Entry #13 - Friday the 13th... 3 Days Late - 4.16.07



It’s Monday in mid-April and we are enduring what may be a record-breaking tempest. Snow fell early morning, blanketing the slush that had fallen prior, trapping it and making for pretty brutal driving conditions. Few guards showed up for work today. Being isolated in the mountains of Nowheresville, this place all but shuts down for the extreme weather, which is commonplace. I woke up and went to work this morning, only to find it had been canceled. Same thing with my Horticulture class this afternoon. This had the makings of a strange day from the moment I awoke.

Stirring in the range and listening to the radio, I caught word about the shooting at Virginia Tech. My heart began to sink as I walked upstairs to the TV room, where I tuned into CNN for details. As I looked around the room at my fellow inmates, I could sense a general disgust shared by us all. In spite of our position as stigmatized outsiders, we felt no sense of joy. The horror of the situation in no way escaped a single person watching those events. I felt the need to record this reaction because it occurred to me that it might not be so apparent to the general public.

As a whole, convicted felons are not the tempestuous vindictive people that many imagine us to be. Despite our marginalized status, most of us dream about one day becoming productive members of society.

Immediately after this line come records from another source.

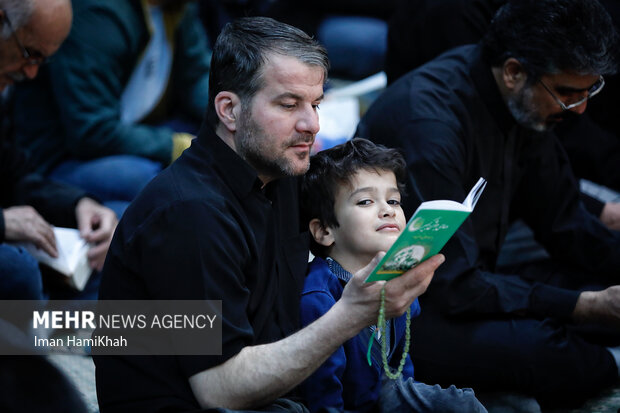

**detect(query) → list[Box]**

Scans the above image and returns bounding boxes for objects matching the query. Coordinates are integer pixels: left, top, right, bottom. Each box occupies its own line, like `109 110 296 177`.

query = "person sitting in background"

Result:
0 0 116 413
201 0 395 80
385 0 620 232
300 138 486 413
358 0 620 406
0 0 116 300
14 0 210 215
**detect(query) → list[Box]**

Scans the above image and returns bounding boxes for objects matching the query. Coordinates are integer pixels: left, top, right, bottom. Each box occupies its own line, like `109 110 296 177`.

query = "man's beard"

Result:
236 108 314 178
507 82 549 132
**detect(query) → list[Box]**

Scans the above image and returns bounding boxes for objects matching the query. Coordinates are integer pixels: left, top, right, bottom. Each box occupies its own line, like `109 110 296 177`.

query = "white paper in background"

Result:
313 97 360 153
13 227 92 291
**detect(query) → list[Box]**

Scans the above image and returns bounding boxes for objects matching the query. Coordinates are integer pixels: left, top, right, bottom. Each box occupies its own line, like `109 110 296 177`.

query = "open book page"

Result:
366 178 486 282
10 227 92 290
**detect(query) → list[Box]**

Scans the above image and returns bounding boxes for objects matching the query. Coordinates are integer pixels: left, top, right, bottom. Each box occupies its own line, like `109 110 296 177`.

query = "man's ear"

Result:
502 57 527 92
308 218 335 247
214 91 241 133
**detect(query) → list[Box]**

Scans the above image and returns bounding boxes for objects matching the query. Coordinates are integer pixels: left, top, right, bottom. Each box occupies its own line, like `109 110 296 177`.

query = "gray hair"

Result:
0 0 34 39
207 17 329 126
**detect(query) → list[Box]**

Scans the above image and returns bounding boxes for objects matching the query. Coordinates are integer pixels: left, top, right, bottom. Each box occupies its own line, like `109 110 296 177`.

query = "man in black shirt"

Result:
358 0 620 401
95 18 443 412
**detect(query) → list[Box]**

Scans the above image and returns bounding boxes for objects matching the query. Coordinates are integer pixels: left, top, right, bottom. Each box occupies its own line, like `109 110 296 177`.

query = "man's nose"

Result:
22 65 39 79
569 99 588 115
297 106 320 135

I can definitely say that, while personally I have many qualms and objections to the structure of modern society, I do not wish it ill only to prove my predictions. I do legitimately believe that many of our ideas and institutions are sick and bound to fall, but I’d honestly rather be wrong than be right and suffering. Nor do I wish suffering on others due to my misfortunes. In my youth, I may have felt otherwise, but those days have long since past.

My heart grieves for the students, faculty, and families of the slain, regardless of how they may feel about me. My thoughts and prayers are with you, as are those of many of my fellows. Dios te bendiga.